Mrs. Wedge broke into a shrill laugh. "It beats all," she cackled, "the difference in men! If I said a thing like that to Jerry he'd jest raise the roof with his language." She tossed her head, like a mettlesome steed proud of its rider. "Of course," she added condolingly, "it must be fine to have your man mind what you say."

"Mind what I say, indeed!" flashed Mrs. Jephson. "I can tell you Jephson jest twists me round his little finger. But then there's some men that can take a hint that certain things ain't respectful to women, and Jephson's one of them, I'm glad to say."

Mrs. Wedge colored, glanced swiftly toward the cupboard, then smiled amiably. "Oh, well," she returned," men's as different as women, and that's all there is about it. There'd be no use in me worryin' the life out of Jerry about things that come natural to him. 'For better or for worse,' says I when I married him, and as long as he ain't no worse, I don't see as I've any call to try to better him. I've often thought that, with Jerry, it's like puttin' up fruit: mebbe his feelin's wouldn't be as clear and sweet down below if 'twasn't for the scum that comes to the top. Well, I must be goin', Mrs. Jephson, and you'll be sure to speak to that young man for me? You could have knocked Jerry over with a milk-weed pod when he heard about him drivin' the stage; says he wouldn't have been more surprised to see a frog that was blinkin' on a lily-pad in the sun get down and begin to turn a barrel churn. My! I hope that thousand dollars won't come till he makes my cupboard."

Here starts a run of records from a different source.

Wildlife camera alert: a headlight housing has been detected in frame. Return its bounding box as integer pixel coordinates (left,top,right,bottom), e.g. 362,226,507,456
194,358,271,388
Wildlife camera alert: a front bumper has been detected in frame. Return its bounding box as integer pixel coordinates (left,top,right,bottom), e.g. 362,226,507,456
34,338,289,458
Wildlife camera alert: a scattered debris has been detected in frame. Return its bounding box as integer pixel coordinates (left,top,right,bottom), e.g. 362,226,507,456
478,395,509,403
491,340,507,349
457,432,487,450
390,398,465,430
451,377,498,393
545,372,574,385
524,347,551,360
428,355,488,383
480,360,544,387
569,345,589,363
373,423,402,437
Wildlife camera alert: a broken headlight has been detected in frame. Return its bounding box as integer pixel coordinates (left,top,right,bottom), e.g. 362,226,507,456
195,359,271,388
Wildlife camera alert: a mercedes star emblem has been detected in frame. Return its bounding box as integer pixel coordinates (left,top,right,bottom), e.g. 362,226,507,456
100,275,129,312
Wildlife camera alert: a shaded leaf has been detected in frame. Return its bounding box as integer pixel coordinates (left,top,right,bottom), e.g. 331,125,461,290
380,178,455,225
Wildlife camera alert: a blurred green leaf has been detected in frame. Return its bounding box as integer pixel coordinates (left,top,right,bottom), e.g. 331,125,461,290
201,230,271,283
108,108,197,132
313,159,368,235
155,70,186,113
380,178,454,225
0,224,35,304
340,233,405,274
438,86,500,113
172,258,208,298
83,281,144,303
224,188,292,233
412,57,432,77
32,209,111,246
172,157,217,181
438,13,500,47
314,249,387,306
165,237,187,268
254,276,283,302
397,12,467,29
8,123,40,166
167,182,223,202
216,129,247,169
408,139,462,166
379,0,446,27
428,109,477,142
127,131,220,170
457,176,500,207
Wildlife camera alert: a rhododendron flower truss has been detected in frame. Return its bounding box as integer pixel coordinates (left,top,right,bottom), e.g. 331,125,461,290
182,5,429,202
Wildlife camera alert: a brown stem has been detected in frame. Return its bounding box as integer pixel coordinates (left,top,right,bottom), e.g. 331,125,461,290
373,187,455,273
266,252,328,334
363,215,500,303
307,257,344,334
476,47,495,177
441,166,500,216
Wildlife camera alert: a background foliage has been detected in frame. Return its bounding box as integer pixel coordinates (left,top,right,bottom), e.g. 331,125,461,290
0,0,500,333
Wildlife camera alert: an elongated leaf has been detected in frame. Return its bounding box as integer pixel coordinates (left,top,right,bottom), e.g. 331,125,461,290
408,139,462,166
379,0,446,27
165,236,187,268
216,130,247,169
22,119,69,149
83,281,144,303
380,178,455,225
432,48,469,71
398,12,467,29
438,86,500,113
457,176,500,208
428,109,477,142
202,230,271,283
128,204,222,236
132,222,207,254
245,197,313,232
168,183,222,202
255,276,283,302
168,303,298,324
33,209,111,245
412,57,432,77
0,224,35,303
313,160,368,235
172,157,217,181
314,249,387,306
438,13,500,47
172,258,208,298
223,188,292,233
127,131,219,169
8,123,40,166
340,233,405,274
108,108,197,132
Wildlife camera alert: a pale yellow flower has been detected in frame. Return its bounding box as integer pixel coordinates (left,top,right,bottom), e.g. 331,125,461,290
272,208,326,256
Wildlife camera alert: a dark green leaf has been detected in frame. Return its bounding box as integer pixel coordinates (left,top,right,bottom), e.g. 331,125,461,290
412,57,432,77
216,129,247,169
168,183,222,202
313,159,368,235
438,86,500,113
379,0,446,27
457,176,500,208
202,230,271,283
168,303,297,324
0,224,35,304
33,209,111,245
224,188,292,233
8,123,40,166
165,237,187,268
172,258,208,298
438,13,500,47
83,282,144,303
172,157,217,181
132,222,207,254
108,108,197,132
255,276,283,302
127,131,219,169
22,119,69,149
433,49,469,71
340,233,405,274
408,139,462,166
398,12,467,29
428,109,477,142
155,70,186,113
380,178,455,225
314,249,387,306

"WELL, he's gone!" sighed Jephson. He shaded his eyes to catch a final view of the receding wagon as it neared the turn of the road, then suddenly gesticulated wildly, with a sweeping wave of his arm. "Look, Maria," he shouted, "he's took off his hat!"

In an instant Mrs. Jephson was beside him, frantically flapping her apron over her head as a parting salute to Alison, who had pulled up his horses before finally disappearing around the curve.

"He's gone!" she echoed, furtively wiping one cheek with the corner of her apron,"and if he was my own son I couldn't feel no worse." She turned with a sigh, and followed her husband in silence up the path to the house, and though it was nearly mid-day and the spring work in full swing, she made no protest when he sat down on the veranda steps and leaned idly against the post.

"I'd jest like to let Mrs. Drinkwater know," she resumed, sitting down beside him, "that I never had a more honorabler boarder in the house than Mr. Alison; but I don't suppose after what I said to her last fall, she'll come back this summer to give me the chance."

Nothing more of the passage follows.